We have lived our country’s history as a chapter of wars, and many of those wars we have been blessed to win. We are a team that loves each other and will fight for each other, and if you punch us in the mouth, we will fight back.
That is one of our obvious strengths, but it is not our greatest strength. America’s awesome strength to fight is overwhelmed by its irrepressible strength to love. James Holmes took twelve lives last night. Love saved fifty-nine lives. Policemen on the scene in minutes, strangers carrying strangers, nurses and doctors activated all over the city.
But we didn’t stop there. Love saved the 700 other people who walked out of the Aurora movie theater unhurt.
But we didn’t stop there. Love saved the 5,000 who went to see Batman all over Colorado, and the 1.2 million who saw it all over the country, who walked in and out safely with their friends, arm in arm. But we didn’t stop there. Love claimed the four million other Coloradans who went to bed peacefully last night, ad who woke up this morning committed to loving each other a little deeper.

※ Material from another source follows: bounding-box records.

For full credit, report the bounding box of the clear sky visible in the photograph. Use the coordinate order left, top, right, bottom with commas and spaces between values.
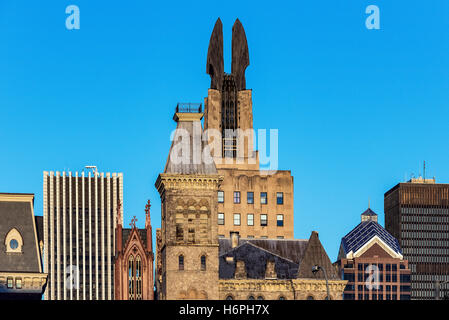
0, 0, 449, 261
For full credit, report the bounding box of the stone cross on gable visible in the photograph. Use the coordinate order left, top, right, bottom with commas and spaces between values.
129, 216, 137, 228
145, 200, 151, 214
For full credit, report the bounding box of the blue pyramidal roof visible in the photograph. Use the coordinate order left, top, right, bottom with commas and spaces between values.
341, 221, 402, 255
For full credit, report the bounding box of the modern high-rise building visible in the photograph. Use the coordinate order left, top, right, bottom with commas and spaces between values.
43, 171, 123, 300
204, 19, 294, 239
384, 178, 449, 300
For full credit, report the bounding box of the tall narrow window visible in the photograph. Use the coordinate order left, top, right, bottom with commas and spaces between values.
178, 255, 184, 270
218, 213, 224, 226
135, 255, 142, 300
276, 192, 284, 204
260, 192, 268, 204
247, 213, 254, 226
218, 191, 224, 203
128, 255, 134, 300
276, 214, 284, 227
260, 214, 268, 227
234, 213, 240, 226
7, 277, 14, 289
201, 256, 206, 271
246, 192, 254, 204
234, 191, 240, 203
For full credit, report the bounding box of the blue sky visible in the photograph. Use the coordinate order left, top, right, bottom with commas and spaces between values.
0, 0, 449, 260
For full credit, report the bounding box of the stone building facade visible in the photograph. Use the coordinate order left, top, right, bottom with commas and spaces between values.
204, 19, 294, 239
0, 193, 47, 300
156, 106, 221, 300
219, 231, 347, 300
335, 208, 411, 300
114, 200, 154, 300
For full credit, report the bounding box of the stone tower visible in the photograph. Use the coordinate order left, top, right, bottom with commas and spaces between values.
155, 105, 222, 300
204, 19, 259, 170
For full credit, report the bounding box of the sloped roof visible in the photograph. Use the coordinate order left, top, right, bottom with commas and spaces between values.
219, 232, 339, 280
298, 231, 340, 280
219, 242, 298, 279
122, 228, 147, 249
0, 201, 41, 273
341, 221, 402, 254
164, 118, 218, 174
219, 238, 308, 264
362, 208, 377, 217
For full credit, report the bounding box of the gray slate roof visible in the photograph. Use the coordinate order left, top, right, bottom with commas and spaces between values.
0, 201, 41, 273
341, 221, 402, 254
219, 232, 340, 280
164, 120, 218, 174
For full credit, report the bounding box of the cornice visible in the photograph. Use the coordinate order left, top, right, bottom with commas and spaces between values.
155, 173, 223, 194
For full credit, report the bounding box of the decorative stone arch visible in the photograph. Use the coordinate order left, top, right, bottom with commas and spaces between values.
225, 293, 235, 300
5, 228, 23, 253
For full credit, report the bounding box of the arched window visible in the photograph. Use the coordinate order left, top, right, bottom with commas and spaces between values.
5, 228, 23, 253
135, 255, 142, 300
178, 254, 184, 270
201, 255, 206, 271
128, 255, 135, 300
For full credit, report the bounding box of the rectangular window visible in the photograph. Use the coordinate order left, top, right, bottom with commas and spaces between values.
260, 214, 268, 226
247, 213, 254, 226
218, 191, 224, 203
16, 278, 22, 289
234, 191, 240, 203
218, 213, 224, 226
276, 192, 284, 204
276, 214, 284, 227
234, 213, 240, 226
260, 192, 268, 204
246, 192, 254, 204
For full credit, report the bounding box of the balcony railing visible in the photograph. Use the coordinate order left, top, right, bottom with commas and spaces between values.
176, 102, 203, 113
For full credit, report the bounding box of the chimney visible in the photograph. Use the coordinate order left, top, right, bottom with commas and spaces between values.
230, 231, 240, 249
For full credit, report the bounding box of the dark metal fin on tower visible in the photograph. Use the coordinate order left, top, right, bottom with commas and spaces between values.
231, 19, 249, 91
206, 18, 224, 90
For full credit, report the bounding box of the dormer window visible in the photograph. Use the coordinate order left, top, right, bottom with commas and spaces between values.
5, 228, 23, 253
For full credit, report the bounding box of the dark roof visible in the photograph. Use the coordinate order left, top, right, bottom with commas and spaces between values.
122, 228, 147, 249
164, 120, 218, 174
0, 201, 41, 272
341, 221, 402, 254
219, 232, 339, 279
362, 208, 377, 217
219, 238, 308, 264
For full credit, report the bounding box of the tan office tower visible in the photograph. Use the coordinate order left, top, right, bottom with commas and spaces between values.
384, 177, 449, 300
204, 19, 293, 239
43, 171, 123, 300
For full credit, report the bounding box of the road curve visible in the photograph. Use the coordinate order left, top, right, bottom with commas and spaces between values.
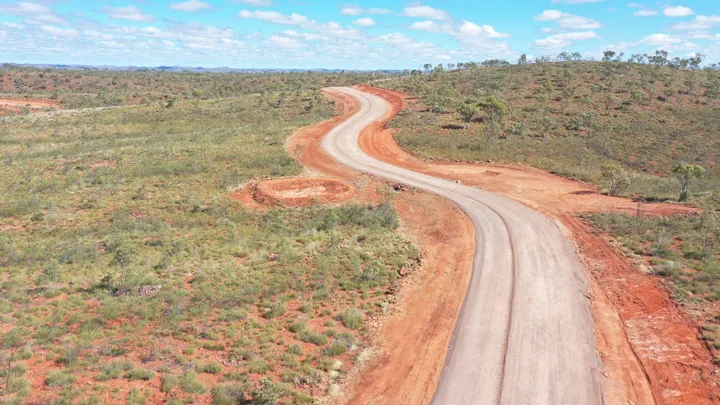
322, 87, 603, 405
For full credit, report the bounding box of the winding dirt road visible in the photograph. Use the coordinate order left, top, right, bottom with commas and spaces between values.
322, 88, 602, 405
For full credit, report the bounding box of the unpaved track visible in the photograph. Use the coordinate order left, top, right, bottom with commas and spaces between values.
322, 88, 602, 405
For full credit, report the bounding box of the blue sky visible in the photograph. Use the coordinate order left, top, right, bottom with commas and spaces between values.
0, 0, 720, 69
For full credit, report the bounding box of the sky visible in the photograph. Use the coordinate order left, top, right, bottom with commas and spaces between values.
0, 0, 720, 69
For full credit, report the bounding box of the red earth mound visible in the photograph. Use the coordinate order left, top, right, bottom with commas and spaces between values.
251, 177, 355, 207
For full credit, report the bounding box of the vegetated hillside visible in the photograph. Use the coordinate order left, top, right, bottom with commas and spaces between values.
376, 52, 720, 361
0, 79, 419, 404
377, 61, 720, 204
0, 65, 382, 108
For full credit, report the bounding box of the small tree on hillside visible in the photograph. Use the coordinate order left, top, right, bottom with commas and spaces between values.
700, 208, 720, 257
602, 162, 630, 195
480, 96, 508, 151
673, 163, 705, 201
458, 101, 479, 129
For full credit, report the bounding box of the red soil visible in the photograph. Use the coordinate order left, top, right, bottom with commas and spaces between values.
0, 98, 60, 116
230, 177, 355, 207
349, 86, 720, 404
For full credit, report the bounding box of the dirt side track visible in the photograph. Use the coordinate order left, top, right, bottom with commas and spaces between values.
322, 88, 603, 405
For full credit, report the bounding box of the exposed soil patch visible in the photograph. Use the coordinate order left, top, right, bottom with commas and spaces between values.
251, 177, 355, 207
350, 86, 720, 404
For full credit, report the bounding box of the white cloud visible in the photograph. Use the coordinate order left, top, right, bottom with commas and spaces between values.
102, 6, 155, 22
640, 34, 683, 46
535, 31, 601, 50
673, 15, 720, 31
263, 35, 308, 49
553, 0, 605, 4
353, 17, 375, 27
535, 10, 565, 21
0, 1, 67, 25
170, 0, 212, 13
633, 9, 660, 17
236, 0, 272, 7
663, 6, 695, 17
402, 6, 451, 20
410, 20, 509, 41
535, 10, 602, 30
40, 25, 80, 38
238, 10, 311, 25
457, 21, 509, 38
340, 4, 392, 15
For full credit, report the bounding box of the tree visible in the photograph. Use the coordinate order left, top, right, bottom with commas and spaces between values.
690, 52, 705, 69
673, 163, 705, 201
479, 96, 508, 151
700, 208, 720, 257
603, 51, 616, 62
602, 162, 630, 195
647, 49, 669, 66
458, 101, 479, 129
0, 329, 25, 404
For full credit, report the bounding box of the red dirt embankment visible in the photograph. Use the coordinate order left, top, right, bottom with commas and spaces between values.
349, 86, 720, 404
276, 90, 475, 404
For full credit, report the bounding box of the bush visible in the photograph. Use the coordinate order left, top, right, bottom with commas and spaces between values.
342, 309, 365, 329
295, 330, 328, 346
216, 308, 247, 322
212, 383, 248, 405
290, 321, 307, 333
288, 343, 303, 356
45, 371, 77, 388
180, 371, 206, 394
95, 361, 135, 381
263, 301, 287, 319
252, 378, 285, 405
160, 374, 180, 394
325, 340, 347, 356
199, 362, 222, 374
125, 368, 155, 381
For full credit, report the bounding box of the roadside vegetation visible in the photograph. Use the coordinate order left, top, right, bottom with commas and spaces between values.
0, 72, 419, 404
377, 51, 720, 200
376, 51, 720, 362
583, 208, 720, 363
0, 64, 390, 108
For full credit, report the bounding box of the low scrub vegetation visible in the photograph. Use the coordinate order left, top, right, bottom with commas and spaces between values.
377, 53, 720, 200
0, 73, 419, 404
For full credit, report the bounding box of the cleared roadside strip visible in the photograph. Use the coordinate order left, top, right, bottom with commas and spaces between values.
322, 88, 603, 405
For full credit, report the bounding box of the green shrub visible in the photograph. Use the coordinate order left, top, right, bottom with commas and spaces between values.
263, 301, 287, 319
325, 340, 347, 356
180, 371, 207, 394
198, 362, 222, 374
45, 371, 77, 388
125, 368, 155, 381
95, 361, 135, 381
215, 308, 247, 322
287, 343, 303, 356
295, 330, 328, 346
289, 321, 307, 333
160, 374, 180, 394
342, 309, 365, 329
212, 383, 248, 405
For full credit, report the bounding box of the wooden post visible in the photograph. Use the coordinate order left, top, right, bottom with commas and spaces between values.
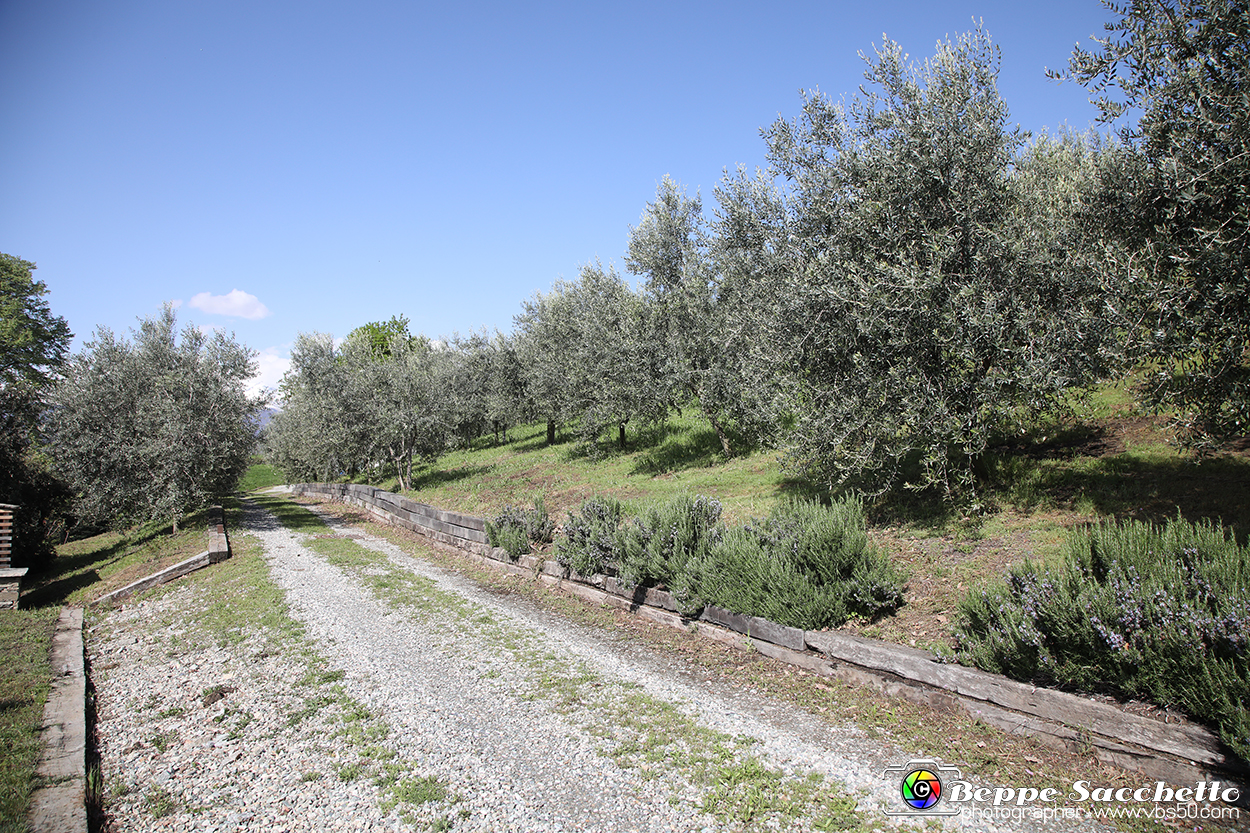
0, 503, 26, 610
0, 503, 18, 570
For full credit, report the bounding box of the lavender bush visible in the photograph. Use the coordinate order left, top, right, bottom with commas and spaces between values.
955, 518, 1250, 760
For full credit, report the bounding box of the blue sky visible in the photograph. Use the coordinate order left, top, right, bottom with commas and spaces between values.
0, 0, 1110, 395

The awe of last night is not that a man full of hate can take twelve people’s lives; it is that a nation full of love can save 300 million lives every day. I sat this morning wondering what I could do to help: give blood, support victims, raise money, stop violence. How could we start to fight back?
My friends were texting me that they had plans to take their kids to Batman tonight but were now afraid to go. Others who were going to play pick-up basketball or go out to dinner were now afraid to leave home. They thought they would bunker down in their home and wonder, “How do we fight back?”
The answer is we love back. We live back. We deepen our commitments to all the unnumbered acts of kindness that make America an unrendable fabric. We respond by showing that we will play harder, and longer. We will serve more meals, play more games, eat more food, listen to more jazz, go to more movies, give more hugs, and say more “thank yous” and “I love yous” than ever before.
So while James Holmes settles into the cell where he will spend the rest of his life, wondering what we will do to fight back, we will love back. We will go to a park this afternoon and play soccer, we will go to the playground and restaurants and movie theaters of our city all weekend and all year.
He should know not only that he failed in his demented attempt to be the villain, but that Batman didn’t have to leap off the screen to stop him, because we had a far more organized and powerful force than any superhero could ever have. Even the twelve lives that he took, this nation will love so strongly and so deeply that we will ensure they get a lifetime full of love out of a life he tried to cut short.
And the fifty-nine lives we took back will be so overrun with love that they will live their lives feeling blessed every day, and everyone who ever meets them will pass on in an instant a love they never knew they earned but we will never let them forget.
In a movie theatre in Aurora 50 years from now, one of last night’s survivors will be waiting in the popcorn line and mention that he was in Theatre 9 on that terrible summer night in 2012. And inexplicably, with an arm full of popcorn, a total stranger will reach out and give that old man a huge hug and say, “I’m so glad you made it.”